Burger.Barock.Bourbonen – 7. Station: Das Beatrice von Wattenwyl Haus, der Sumpf von Villmergen und das Stadtpalais von General Frisching

Wir stehen vor dem Beatrice von Wattenwyl Haus. Es gehört heute der Schweizerischen Eidgenossenschaft, der es für Staatsempfänge und wichtige Politanlässe dient. Es steht auch für die wichtigste Etappe im Gleichgewicht der Konfessionen in der Schweiz nach der Reformation: der Schlacht von Villmergen.

Die Frontseite lohnt sich kaum mehr, betrachtet und eingeordnet zu werden. Es ist früher Berner Barock aus dem Ende des 17. Jahrhunderts. Wir kennen das. Umso interessanter ist die Rückseite mit hochbarocker Fassade und riesigem Garten.
„Beatrice von Wattenwyl-Haus“ heisst es, weil ihr Mann es 1934 dem Bund verkaufte und bestimmte, es müsse den Namen seiner verstorbenen Frau tragen. Gebaut wurde es zwischen 1695 und 1710 in mehreren Schüben von Samuel Frisching, der hier drei Liegenschaften nebeneinander besass.
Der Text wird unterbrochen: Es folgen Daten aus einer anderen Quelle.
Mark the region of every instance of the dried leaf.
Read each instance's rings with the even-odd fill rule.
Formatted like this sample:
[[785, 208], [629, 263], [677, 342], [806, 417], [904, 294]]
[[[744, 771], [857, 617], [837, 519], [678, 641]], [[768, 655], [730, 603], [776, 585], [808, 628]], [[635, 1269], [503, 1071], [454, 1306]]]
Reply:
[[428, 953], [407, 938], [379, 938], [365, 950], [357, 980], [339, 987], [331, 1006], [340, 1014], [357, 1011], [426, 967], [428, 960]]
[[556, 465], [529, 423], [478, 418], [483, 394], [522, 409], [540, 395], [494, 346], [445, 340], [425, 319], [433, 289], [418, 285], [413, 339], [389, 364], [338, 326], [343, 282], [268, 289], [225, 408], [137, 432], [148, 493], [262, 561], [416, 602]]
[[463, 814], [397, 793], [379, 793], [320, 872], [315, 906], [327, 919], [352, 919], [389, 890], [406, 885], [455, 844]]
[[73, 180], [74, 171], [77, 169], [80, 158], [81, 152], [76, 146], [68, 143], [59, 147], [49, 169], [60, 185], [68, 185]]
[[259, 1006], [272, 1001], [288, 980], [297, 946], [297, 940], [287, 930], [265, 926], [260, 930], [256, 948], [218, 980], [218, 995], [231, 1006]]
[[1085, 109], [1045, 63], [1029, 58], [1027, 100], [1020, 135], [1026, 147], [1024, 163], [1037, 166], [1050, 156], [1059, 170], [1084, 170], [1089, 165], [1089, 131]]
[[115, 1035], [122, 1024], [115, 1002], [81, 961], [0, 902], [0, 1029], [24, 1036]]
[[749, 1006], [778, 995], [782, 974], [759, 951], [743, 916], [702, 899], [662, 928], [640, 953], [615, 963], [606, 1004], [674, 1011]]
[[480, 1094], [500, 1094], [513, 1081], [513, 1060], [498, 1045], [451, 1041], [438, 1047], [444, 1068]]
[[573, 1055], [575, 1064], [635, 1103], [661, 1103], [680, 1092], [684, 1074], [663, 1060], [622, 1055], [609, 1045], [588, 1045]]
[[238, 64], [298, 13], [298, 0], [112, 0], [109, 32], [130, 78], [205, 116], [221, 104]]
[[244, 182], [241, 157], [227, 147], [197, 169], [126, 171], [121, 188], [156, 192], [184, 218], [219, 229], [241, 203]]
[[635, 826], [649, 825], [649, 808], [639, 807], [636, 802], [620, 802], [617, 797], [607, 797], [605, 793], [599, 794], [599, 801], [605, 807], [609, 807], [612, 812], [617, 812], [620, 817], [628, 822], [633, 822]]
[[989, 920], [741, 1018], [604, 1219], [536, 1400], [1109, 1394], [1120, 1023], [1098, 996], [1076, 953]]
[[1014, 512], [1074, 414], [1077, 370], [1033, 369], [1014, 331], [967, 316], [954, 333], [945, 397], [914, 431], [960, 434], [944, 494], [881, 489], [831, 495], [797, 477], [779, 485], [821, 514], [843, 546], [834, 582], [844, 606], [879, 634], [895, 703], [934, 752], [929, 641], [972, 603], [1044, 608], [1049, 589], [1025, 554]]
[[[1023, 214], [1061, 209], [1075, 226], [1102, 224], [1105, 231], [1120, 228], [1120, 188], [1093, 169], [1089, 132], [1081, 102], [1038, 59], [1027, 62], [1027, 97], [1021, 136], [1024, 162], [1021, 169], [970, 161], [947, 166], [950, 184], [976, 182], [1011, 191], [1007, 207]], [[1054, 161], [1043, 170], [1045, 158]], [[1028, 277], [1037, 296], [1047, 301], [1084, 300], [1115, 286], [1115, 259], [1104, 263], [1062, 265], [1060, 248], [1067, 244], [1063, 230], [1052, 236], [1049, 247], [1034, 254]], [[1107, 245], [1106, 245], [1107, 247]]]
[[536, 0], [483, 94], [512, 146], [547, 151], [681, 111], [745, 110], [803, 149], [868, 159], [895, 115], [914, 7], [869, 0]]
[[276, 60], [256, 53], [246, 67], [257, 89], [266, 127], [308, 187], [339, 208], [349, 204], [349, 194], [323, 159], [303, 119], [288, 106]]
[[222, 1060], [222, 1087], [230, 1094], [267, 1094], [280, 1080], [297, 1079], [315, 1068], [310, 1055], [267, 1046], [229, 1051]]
Innovative Architektur des Hochbarock
Neu war damals der Gebäudetyp. Den wir stehen hier vor dem ersten Stadtpalais. Bekannt sind solche Bauten als Wohnsitze von begüterten Patriziern oder als städtische Zweitsitze von reichen Landadeligen.
Neu ist auch, dass ein auswärtiger Architekt am Werk war. Joseph Abeille war Franzose, der in Genf lebte, und hier erstmals beigezogen wurde.
Die Elemente der Rückseite kennen wir teilweise, teilweise nicht. Die Fassade ist dreigeteilt, der Mittelteil mit Dachgiebel und Wappen der Familie. Bekannt sind die Lisenen zur Gliederung der Vertikalen. Ungewohnt ist aber, dass die Fassade teilweise bemalt ist. Das macht sie leichter.
Neu ist auch der Balkon, der auf den Garten gibt. Dieser ist für ein Haus in der Stadt ganz neu. Und wir sehen hier erstmals, dass Fassade und Platz davor eine Einheit bilden.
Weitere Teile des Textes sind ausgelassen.